Wird ein Online-Shopbesucher zum Käufer oder bleibt er ein digitaler Window-Shopper? Mit den richtigen Datenerhebungen und statistischen Verfahren wie dem Random-Forest-Modell können Händler diese Frage beantworten und mit Kampagnen im Shop ressourcenschonend die notwendigen Kaufanreize setzen.
Das Random-Forest-Modell:
Der Kunde im Meer der Window-Shopper
Jeden Tag besuchen Tausende und Abertausende Nutzer Online-Shops. Der Shop der Modemarke Esprit beispielsweise wird laut Wolfram Alpha täglich von 140.000 Besuchern angesteuert, Elektrohandel Conrad verzeichnet 620.000 Visits, Outdoorausstatter Globetrotter 89.000 Visits. Von diesen Besuchern konvertieren in Online-Shops jedoch im Durchschnitt gerade einmal drei Prozent. Aber welcher User in dem Meer der digitalen Window- Shopper wird zum Käufer?
Dies ist eine der sich am häufigsten stellenden Fragen für E-Commerce-Manager. Viele Unternehmen sammeln daher große Mengen an Userdaten. Sie erfassen Klickverhalten, vorherige Einkäufe, Häufigkeit des Besuchs bis zum Kauf, Warenkorbgrößen und bevorzugte Produktkategorien. Geht es an die Analyse, sitzen sie aber oft ratlos vor ihrem Datenschatz. Meist betrachten sie rückwirkend das Userverhalten auf Unterseiten und optimieren daraufhin, um langfristig Absprungraten zu verringern. Dabei gibt es Möglichkeiten, die Kaufwahrscheinlichkeit, die Neigung zum Warenkorbabbruch oder das Sales-Potenzial eines Users vorauszusagen, während er noch auf der Shop-Seite surft: Prediction-Alogrithmen wie das Random-Forest-Modell erlauben das.
Prediction-Algorithmen im E-Commerce – Anwendung, Chancen und Herausforderungen
Den Begriff Prediction Algorithm liest man derzeit gern und viel, ob es um Attributionsmodelle für die Verteilung von Werbebudgets geht oder um die Identifikation des Käufers unter den Online-Bummlern. Predictive Modelling beschreibt dabei nur die Berechnung von Wahrscheinlichkeiten mittels Algorithmen in Echtzeit.

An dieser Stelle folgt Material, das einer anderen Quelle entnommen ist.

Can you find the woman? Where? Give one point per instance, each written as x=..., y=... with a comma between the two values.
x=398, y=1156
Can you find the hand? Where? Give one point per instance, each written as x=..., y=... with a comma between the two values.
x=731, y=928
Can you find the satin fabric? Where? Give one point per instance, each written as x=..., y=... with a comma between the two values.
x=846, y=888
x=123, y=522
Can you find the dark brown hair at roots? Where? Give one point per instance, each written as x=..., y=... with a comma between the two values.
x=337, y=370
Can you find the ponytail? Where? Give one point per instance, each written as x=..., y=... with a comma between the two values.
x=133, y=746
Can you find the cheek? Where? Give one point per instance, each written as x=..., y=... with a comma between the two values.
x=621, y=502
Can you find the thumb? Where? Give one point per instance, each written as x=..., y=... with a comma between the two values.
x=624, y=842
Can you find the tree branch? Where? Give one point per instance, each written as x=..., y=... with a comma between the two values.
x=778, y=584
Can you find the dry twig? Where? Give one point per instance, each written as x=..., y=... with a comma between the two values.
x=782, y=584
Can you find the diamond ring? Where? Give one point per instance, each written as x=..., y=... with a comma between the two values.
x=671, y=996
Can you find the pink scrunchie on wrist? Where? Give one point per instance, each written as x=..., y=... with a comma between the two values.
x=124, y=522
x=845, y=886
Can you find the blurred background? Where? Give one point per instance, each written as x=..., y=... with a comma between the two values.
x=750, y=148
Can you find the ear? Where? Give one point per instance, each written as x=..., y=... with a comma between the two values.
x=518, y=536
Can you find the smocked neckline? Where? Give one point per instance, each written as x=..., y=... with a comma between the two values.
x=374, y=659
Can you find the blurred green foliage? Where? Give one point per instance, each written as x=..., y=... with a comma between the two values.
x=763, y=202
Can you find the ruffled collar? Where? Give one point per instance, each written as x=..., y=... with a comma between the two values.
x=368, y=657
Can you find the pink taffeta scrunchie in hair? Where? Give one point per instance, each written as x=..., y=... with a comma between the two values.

In simplen Fällen werden dazu Formen linearer Prädiktoren wie das lineare Regressionsverfahren eingesetzt. Diese sind in ihren Möglichkeiten jedoch stark begrenzt. So können sie nur eingeschränkt Wechselbeziehungen zwischen Aspekten einfangen, wie sie beispielsweise bei der Kaufentscheidung relevant sind. Hinzu kommt, dass bei linearen Modellen schnell ein sogenannter Overfit eintritt. Overfitting beschreibt eine zu große Übereinstimmung mit einzelnen wahrscheinlichen Ereignissen, die dadurch andere mögliche Ausgänge verzerrt oder vernachlässigt. Ein adäquaterer Ansatz ist das auf dem Zufallsprinzip basierende Random-Forest-Modell.
Random-Forest-Modell – vom Entscheidungs-Baum zum Wald
Um zu verstehen, wie ein Random Forest funktioniert, gilt es zunächst, Entscheidungsbäume zu verstehen. Ein Entscheidungs- oder Ereignisbaum bildet eine Gruppe von Entscheidungsfragen, sogenannte Variablen, und die sich ergebenden Antwortoptionen schrittweise ab. Von Frage zu Frage verzweigt der Baum sich dabei weiter. Im Falle der Kaufwahrscheinlichkeit können dies Fragen sein wie „Ist der Kunde bekannt?”, gefolgt von „Hat er sich mehr als drei Produkte angeschaut?” und „Dauert der Besuch länger als fünf Minuten?” Zum Ende hin lässt sich der User als Käufer oder Nicht-Käufer klassifizieren.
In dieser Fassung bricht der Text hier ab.